第69章 ハリネズミのジレンマ
まずい。
この状況はまずいと、水琴は焦っていた。
エースと想いを通わせ、モビーへと無事に帰ってくることができ、ほっとしたのも束の間。
当初思い描いていた穏やかな日常はどこへやら。水琴はエースとの距離を測りかねていた。
モビーに着く前までは予想の範疇だった。
宣言通りキスやハグはするものの、そのどれもが軽い、子どもの戯れのようなそれで、恥ずかしさはあるものの水琴も嬉しいと感じる余裕すらあった。
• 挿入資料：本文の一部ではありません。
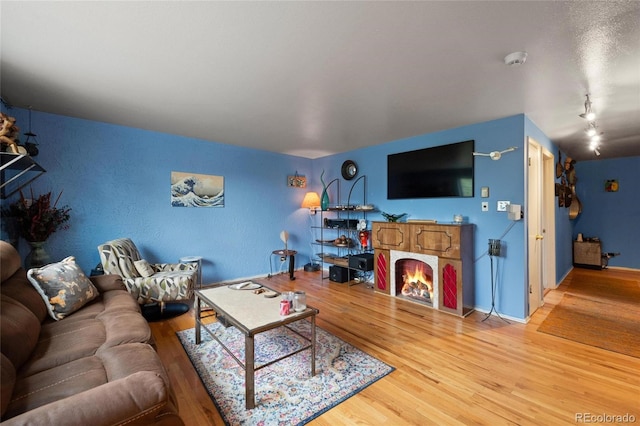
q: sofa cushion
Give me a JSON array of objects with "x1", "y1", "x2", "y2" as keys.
[
  {"x1": 3, "y1": 356, "x2": 108, "y2": 424},
  {"x1": 133, "y1": 259, "x2": 155, "y2": 278},
  {"x1": 0, "y1": 268, "x2": 49, "y2": 322},
  {"x1": 0, "y1": 294, "x2": 40, "y2": 371},
  {"x1": 27, "y1": 256, "x2": 98, "y2": 320},
  {"x1": 0, "y1": 354, "x2": 16, "y2": 417}
]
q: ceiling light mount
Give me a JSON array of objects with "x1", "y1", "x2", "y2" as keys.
[
  {"x1": 504, "y1": 52, "x2": 528, "y2": 67},
  {"x1": 578, "y1": 93, "x2": 604, "y2": 157},
  {"x1": 579, "y1": 93, "x2": 596, "y2": 120}
]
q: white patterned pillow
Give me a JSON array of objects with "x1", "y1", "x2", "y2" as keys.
[
  {"x1": 133, "y1": 259, "x2": 155, "y2": 278},
  {"x1": 27, "y1": 256, "x2": 99, "y2": 321}
]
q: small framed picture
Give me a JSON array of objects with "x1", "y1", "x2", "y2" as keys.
[
  {"x1": 604, "y1": 179, "x2": 620, "y2": 192},
  {"x1": 287, "y1": 172, "x2": 307, "y2": 188}
]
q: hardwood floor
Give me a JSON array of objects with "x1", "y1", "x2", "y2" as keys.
[{"x1": 151, "y1": 269, "x2": 640, "y2": 425}]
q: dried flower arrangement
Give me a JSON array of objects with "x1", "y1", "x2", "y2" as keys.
[{"x1": 2, "y1": 190, "x2": 71, "y2": 242}]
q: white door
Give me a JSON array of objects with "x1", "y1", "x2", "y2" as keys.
[
  {"x1": 541, "y1": 147, "x2": 558, "y2": 292},
  {"x1": 527, "y1": 138, "x2": 544, "y2": 316}
]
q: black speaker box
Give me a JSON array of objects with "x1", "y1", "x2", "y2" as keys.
[
  {"x1": 329, "y1": 265, "x2": 351, "y2": 283},
  {"x1": 349, "y1": 253, "x2": 373, "y2": 271}
]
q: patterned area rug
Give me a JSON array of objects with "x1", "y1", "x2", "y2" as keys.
[{"x1": 176, "y1": 320, "x2": 394, "y2": 425}]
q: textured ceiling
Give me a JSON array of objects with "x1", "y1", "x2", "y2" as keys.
[{"x1": 0, "y1": 0, "x2": 640, "y2": 160}]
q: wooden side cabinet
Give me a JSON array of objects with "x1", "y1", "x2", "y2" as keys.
[{"x1": 573, "y1": 241, "x2": 602, "y2": 269}]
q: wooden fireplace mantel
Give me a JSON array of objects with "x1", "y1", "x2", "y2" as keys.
[{"x1": 371, "y1": 222, "x2": 475, "y2": 316}]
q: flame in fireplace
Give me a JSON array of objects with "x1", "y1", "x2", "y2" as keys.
[{"x1": 402, "y1": 264, "x2": 433, "y2": 300}]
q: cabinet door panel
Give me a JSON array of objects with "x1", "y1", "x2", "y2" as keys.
[
  {"x1": 411, "y1": 225, "x2": 460, "y2": 259},
  {"x1": 371, "y1": 222, "x2": 410, "y2": 251}
]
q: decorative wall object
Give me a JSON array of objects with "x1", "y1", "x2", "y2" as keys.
[
  {"x1": 604, "y1": 179, "x2": 619, "y2": 192},
  {"x1": 287, "y1": 171, "x2": 307, "y2": 188},
  {"x1": 171, "y1": 172, "x2": 224, "y2": 207}
]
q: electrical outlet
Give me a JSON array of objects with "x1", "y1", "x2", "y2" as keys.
[{"x1": 498, "y1": 201, "x2": 511, "y2": 212}]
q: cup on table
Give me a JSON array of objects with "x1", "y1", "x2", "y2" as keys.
[{"x1": 293, "y1": 291, "x2": 307, "y2": 312}]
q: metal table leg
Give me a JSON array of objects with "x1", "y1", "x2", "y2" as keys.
[{"x1": 244, "y1": 336, "x2": 256, "y2": 410}]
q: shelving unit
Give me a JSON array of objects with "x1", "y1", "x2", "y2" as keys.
[
  {"x1": 0, "y1": 152, "x2": 46, "y2": 199},
  {"x1": 312, "y1": 175, "x2": 375, "y2": 285}
]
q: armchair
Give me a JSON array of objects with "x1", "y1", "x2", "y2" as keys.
[{"x1": 98, "y1": 238, "x2": 198, "y2": 310}]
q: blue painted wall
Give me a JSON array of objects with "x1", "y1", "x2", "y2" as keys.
[
  {"x1": 5, "y1": 108, "x2": 311, "y2": 282},
  {"x1": 13, "y1": 108, "x2": 624, "y2": 318},
  {"x1": 572, "y1": 157, "x2": 640, "y2": 269},
  {"x1": 313, "y1": 115, "x2": 533, "y2": 318}
]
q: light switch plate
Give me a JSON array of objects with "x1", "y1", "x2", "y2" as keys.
[{"x1": 498, "y1": 201, "x2": 511, "y2": 212}]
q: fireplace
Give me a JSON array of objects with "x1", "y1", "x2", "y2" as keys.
[
  {"x1": 371, "y1": 220, "x2": 475, "y2": 317},
  {"x1": 389, "y1": 250, "x2": 438, "y2": 308}
]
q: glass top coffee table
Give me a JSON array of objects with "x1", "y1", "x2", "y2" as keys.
[{"x1": 195, "y1": 282, "x2": 319, "y2": 410}]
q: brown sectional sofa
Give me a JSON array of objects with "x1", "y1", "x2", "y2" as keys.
[{"x1": 0, "y1": 241, "x2": 184, "y2": 426}]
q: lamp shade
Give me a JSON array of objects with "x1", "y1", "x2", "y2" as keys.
[{"x1": 302, "y1": 192, "x2": 320, "y2": 209}]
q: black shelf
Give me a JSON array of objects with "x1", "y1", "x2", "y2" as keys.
[
  {"x1": 311, "y1": 175, "x2": 377, "y2": 285},
  {"x1": 0, "y1": 152, "x2": 46, "y2": 199}
]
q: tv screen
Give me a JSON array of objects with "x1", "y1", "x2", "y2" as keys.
[{"x1": 387, "y1": 140, "x2": 474, "y2": 200}]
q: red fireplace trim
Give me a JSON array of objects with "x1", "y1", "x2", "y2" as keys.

しかしモビーに帰り着き夜が明け、初めてエースと顔を合わせた時、小型船で二人でいた時とは比べ物にならない羞恥心が水琴を襲った。
モビーの噂の広がる速度は早い。
水琴とエースが付き合い始めたという話は帰還した初日からあっという間に広まった。
水琴自身もナースや仲の良いクルーから散々経緯を聞かれ、からかいと共に祝福された後だった。
そのため変に意識してしまい、逃げ出してしまったのだ。
一度避ければ次もそうなるのは想像に難くない。
普通にしていればいいのだと頭では分かってはいるものの、心はそう簡単に割り切れない。
ここに来て経験不足が裏目に出た、と水琴は項垂れていた。